The process of a meta-analysis is the same as for a systematic review, however the outcome data is presented differently. Individual results are presented using a Forest Plot as mean effect sizes with 95% confidence intervals on either side of a line of ‘no effect’. The line of no effect is between ‘favours treatment’ and ‘favours control’.
Presentation of Results
The main features of each included study should be presented, such as patient demographics, sample size, control group and outcomes; the outcomes are dependent on the study and the review question e.g. 95% CI, P-Value, Kappa Coefficient, sensitivity/specificity etc. There is usually a text commentary on the quality of the included studies, the main outcomes as well as a summary table. Tables are usually essential to convey the sizeable amount of data in an understandable and clear format. Tables may portray the following:
- Search strategies
- Search terms/databases
- Yield from search strategy
- Total publications
- Relevant publications
- Main features of included studies
- Quality of included studies
- Outcomes
Summary
The discussion or summary paragraphs should present the major conclusions of the review with regard to answering the initial research question. The sources of the evidence should be portrayed with relation to the quality/strength of the evidence to allow you to determine the confidence you can make about the conclusions i.e. the summary needs to be linked to the quality of the primary work. Limitations of the review should be considered such as any biases in the primary data (e.g. publication bias), missing data, search strategy etc. The review should then finish with a summary of the clinical implications of the main review findings before stating the implications for further research.
How to read and appraise a systematic review.
Understanding the methodology and what needs to be done is a good basic starting point for appraising a review, so checking whether the process detailed above and being familiar with the process is crucial. Until relatively recently, not much consideration was given to the appraisal of systematic reviews. However, there are now criteria available to critique these types of studies rather than just blindly accepting them – these criteria such as AMSTAR (Shea et al. 2007) and CASP can be used to help you critique the paper. However, the salient points I will look at in a little more detail using points adapted from Greenhalgh (2010) and Littlewood and May (2013). The appraisal of SR has been made easier due to the PRISMA statement – a standard, structured format for writing up and presenting SR. For an example of a poor systematic review see here.

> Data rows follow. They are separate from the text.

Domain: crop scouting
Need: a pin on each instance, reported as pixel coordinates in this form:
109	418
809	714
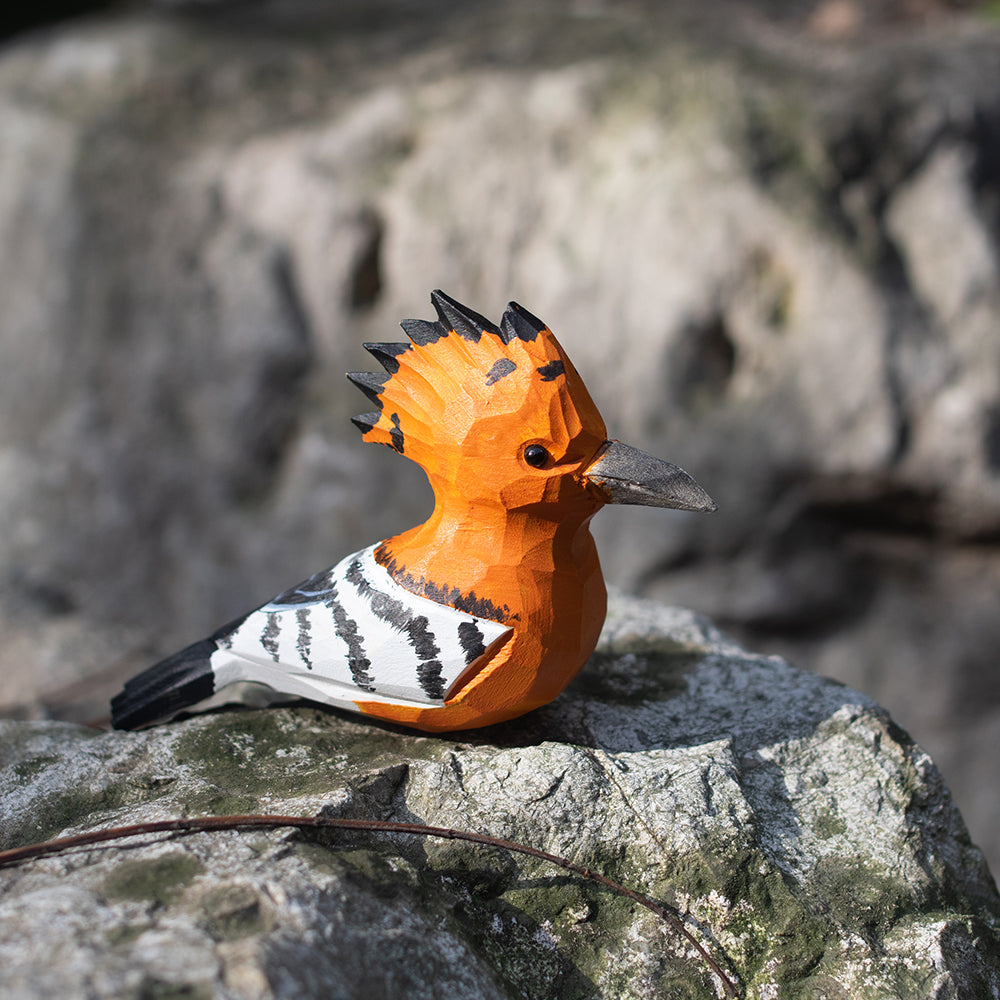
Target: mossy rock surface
811	844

- Is the clinical question addressed by the review clear and was the method given a priori?
- Was a thorough search of the appropriate databases done and were other potentially important sources explored? i.e. Language bias.

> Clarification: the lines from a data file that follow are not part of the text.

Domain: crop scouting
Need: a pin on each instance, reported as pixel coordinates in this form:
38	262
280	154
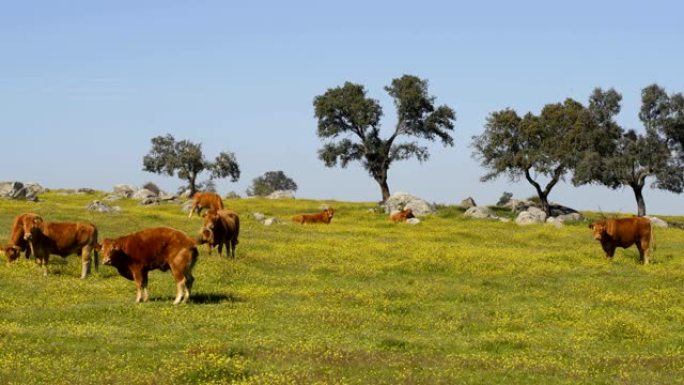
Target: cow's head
32	224
12	252
108	250
599	229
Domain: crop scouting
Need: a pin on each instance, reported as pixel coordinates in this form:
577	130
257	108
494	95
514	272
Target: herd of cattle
165	248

- Was methodological quality assessed and the trials weighted accordingly?
- Were at least two reviewers involved in the study selection/data extraction process?
You will have all written essays and know that when you are trying to synthesise a multiple of papers you go down routes you never intended to, when undertaking a SR the research question needs to be clearly defined and obvious to allow the appropriate papers to be included/excluded or the review will not answer the question it set out to answer.
A thorough search needs to be clearly visible, this may include hand searching, snowballing reference lists and if a meta-analysis is to be conducted, sometimes contacting the lead author for data that may not have been included in the original write up.
As detailed above, aspects of the methodology (study selection/quality assessment/data extraction) need to be conducted by more than one reviewer. Misunderstandings & misinterpretations do occur when extracting data or making a judgement on the quality of included studies; a kappa value may be utilised as previously discussed.